The CDC changed its website to include lies about alleged vaccine dangers.
And the U.S. Coast Guard will no longer classify swastikas and nooses as hate symbols.
Amazon Prime is making a new Stargate series! Sweet!
Trump Praises Saudi Prince and Dismisses Question About Killing of Journalist
“You don’t have to embarrass our guest by asking a question like that,” Mr. Trump told the journalist, Mary Bruce of ABC News, later referring to her query as “a horrible, insubordinate, and just a terrible question.”
KBS must have been uncomfortable about Mary Bruce’s question. You know who else was uncomfortable? Jamal Khashoggi, as he was being murdered and dismembered by Saudi agents.
Town’s Huge Christmas Mural Was Generated Using AI, Resulting in Ghastly Chthonic Horrors. “This mural has gone up in Kingston, ostensibly for Christmas but AI has ensured it’s actually to celebrate the return of our dark lord Cthulhu."
A 79-year-old man who was born in a refugee camp is doing hard time in Alligator Alcatraz after 70 years in the U.S. “He fell out of his wheelchair and they left him on the cell floor for hours.”
Here’s another photo of the borzoi dog I saw at the park the other day, caught in the act of shaking himself.
OpenAI is cutting off service to a toymaker after teddy bears started telling children how to play with matches and talking about sexual fetishes. Why didn’t I ever have cool toys like that when I was a kid?
Suddenly Frodo noticed that a strange-looking weather-beaten man, sitting in the shadows near the wall, was also listening intently to the hobbit-talk. He had a tall tankard in front of him, and was smoking a long-stemmed pipe curiously carved. His legs were stretched out before him, showing high boots of supple leather that fitted him well, but had seen much wear and were now caked with mud. A travel-stained cloak of heavy dark-green cloth was drawn close about him, and in spite of the heat of the room he wore a hood that overshadowed his face; but the gleam of his eyes could be seen as he watched the hobbits.
Here’s Strider. He is the coolest man in the Prancing Pony — faded Levi’s, biker boots and leather jacket, smoking unfiltered Camels. He is wearing aviator sunglasses inside the dark bar; on anybody else they’d look affected and silly but on him they make him look even cooler. He is played by 1980s Sam Elliott.

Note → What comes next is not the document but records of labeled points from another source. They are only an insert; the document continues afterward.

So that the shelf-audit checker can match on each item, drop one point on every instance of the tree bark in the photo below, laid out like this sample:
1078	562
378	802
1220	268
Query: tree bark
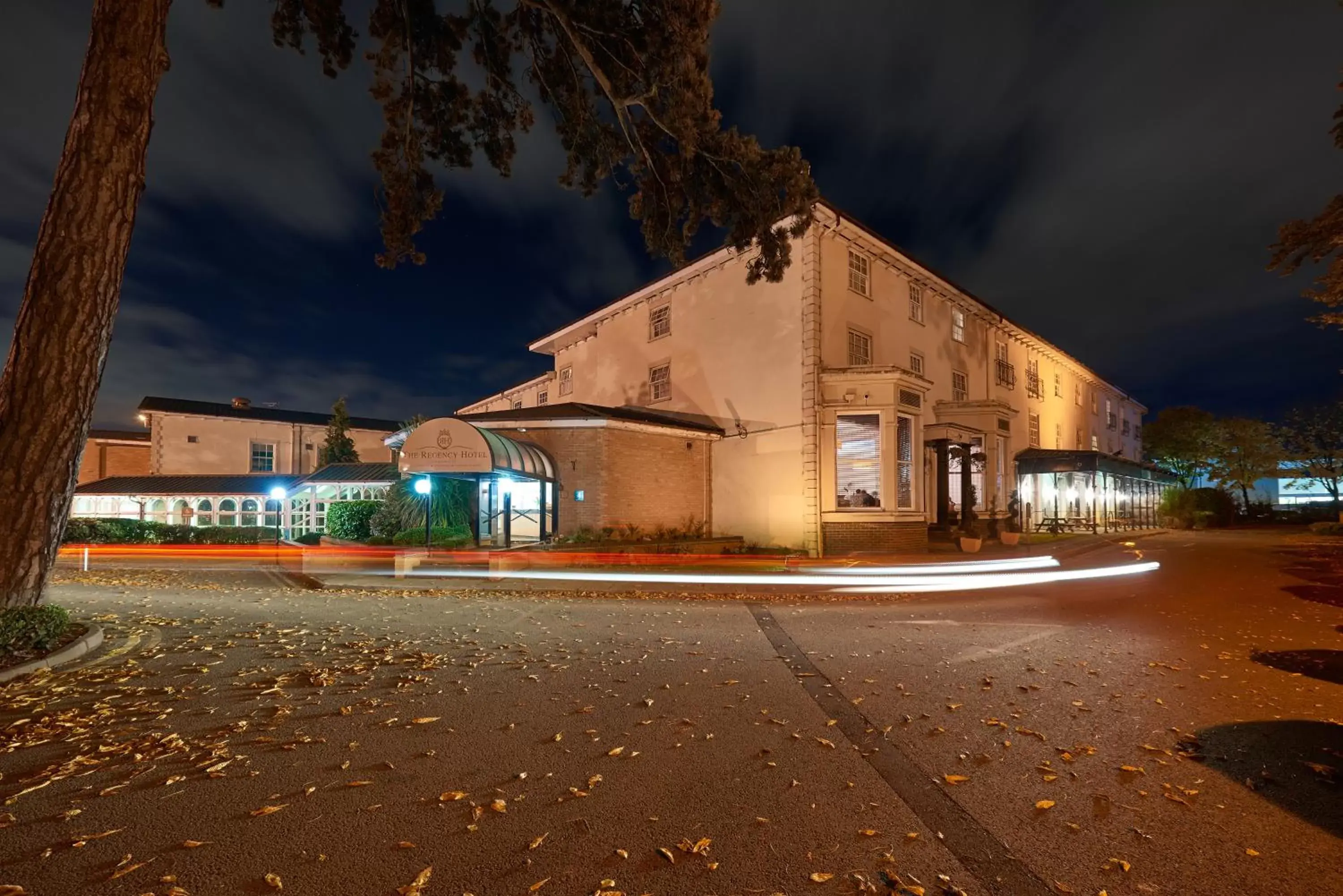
64	328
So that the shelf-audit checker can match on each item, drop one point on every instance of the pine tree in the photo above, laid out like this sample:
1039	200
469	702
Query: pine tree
339	446
626	85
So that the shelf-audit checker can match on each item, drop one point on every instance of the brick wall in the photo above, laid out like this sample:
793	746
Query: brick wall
880	538
645	479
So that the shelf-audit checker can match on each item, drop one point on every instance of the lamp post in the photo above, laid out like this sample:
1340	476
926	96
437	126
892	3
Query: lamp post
426	487
277	495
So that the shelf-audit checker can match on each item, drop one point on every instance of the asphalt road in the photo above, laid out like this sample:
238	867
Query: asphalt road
1180	733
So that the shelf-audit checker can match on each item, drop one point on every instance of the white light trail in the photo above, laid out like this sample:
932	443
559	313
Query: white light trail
935	569
844	584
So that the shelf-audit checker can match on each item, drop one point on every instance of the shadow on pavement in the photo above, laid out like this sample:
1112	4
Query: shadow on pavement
1292	764
1326	666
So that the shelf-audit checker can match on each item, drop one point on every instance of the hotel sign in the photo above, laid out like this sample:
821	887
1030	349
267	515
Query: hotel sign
446	445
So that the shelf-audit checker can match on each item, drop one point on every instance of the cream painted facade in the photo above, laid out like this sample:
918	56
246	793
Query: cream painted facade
197	444
856	328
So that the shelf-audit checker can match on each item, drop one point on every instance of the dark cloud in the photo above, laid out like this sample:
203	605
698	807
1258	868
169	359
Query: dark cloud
1107	174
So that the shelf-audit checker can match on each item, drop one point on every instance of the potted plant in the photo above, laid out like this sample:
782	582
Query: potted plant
1010	534
970	539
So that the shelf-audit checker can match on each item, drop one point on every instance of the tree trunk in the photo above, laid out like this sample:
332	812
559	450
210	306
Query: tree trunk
64	328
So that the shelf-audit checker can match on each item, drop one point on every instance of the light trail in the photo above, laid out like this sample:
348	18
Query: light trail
934	569
843	584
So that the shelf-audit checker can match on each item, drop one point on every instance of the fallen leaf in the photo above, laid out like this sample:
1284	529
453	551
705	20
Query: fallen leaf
417	886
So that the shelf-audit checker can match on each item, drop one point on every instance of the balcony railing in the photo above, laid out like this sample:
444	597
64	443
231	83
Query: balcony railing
1033	386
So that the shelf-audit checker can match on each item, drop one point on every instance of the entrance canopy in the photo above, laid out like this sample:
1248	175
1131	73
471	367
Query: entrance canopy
452	445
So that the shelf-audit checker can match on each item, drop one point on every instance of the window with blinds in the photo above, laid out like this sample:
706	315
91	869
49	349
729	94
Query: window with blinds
859	461
904	463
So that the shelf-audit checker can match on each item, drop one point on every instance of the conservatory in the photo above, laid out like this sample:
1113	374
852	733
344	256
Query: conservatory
1087	491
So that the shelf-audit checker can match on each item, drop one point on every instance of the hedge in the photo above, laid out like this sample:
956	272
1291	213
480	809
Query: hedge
350	521
444	537
31	628
151	533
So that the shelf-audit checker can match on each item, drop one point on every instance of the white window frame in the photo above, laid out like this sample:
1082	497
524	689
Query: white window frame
860	273
252	457
660	387
963	393
863	340
660	319
881	455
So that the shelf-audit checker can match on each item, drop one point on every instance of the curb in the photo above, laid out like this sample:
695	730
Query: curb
90	641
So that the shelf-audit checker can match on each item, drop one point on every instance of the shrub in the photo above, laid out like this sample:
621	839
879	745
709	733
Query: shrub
442	537
350	521
1327	529
1197	508
31	628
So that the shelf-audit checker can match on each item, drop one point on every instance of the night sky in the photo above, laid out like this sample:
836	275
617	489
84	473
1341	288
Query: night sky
1108	175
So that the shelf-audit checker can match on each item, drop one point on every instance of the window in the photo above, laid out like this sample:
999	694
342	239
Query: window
860	348
660	321
660	383
904	463
860	273
262	459
859	461
959	387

Also: I can’t get over that there’s a guy in Middle Earth named “Bob.”
Here's something I saw while walking the dog: This Russian borzoi hound
Her name is “hippie,” and she was being walked by a lovely white-haired Russian woman with an accent straight out of a 1970s spy movie. Hippie came right up to me and stuck her nose on the treat pouch on my hip; the Russian woman explained that Hippie is NOT allowed to take treats from other people because Hippie is bred to run and she takes the dog to the off-leash dog beach and if the dog were allowed to accept treats from other people the dog would not run; the dog would just go from person to person begging dog treats.
Hippie stood about 3-1/2 feet high, with a skinny body, long legs and a long, thin snout.
The breed has an interesting history.
They were formerly known as Russian wolfhounds and the name describes their history — they were bred in 16th Century Russia to hunt wolves. For centuries, they could not be purchased but only given as gifts from the tsar, with whom the breed was popular.
The hobbits have arrived at the Prancing Pony, which I picture as like the Bada Bing in The Sopranos. “Paulie Walnuts” could be a hobbit name.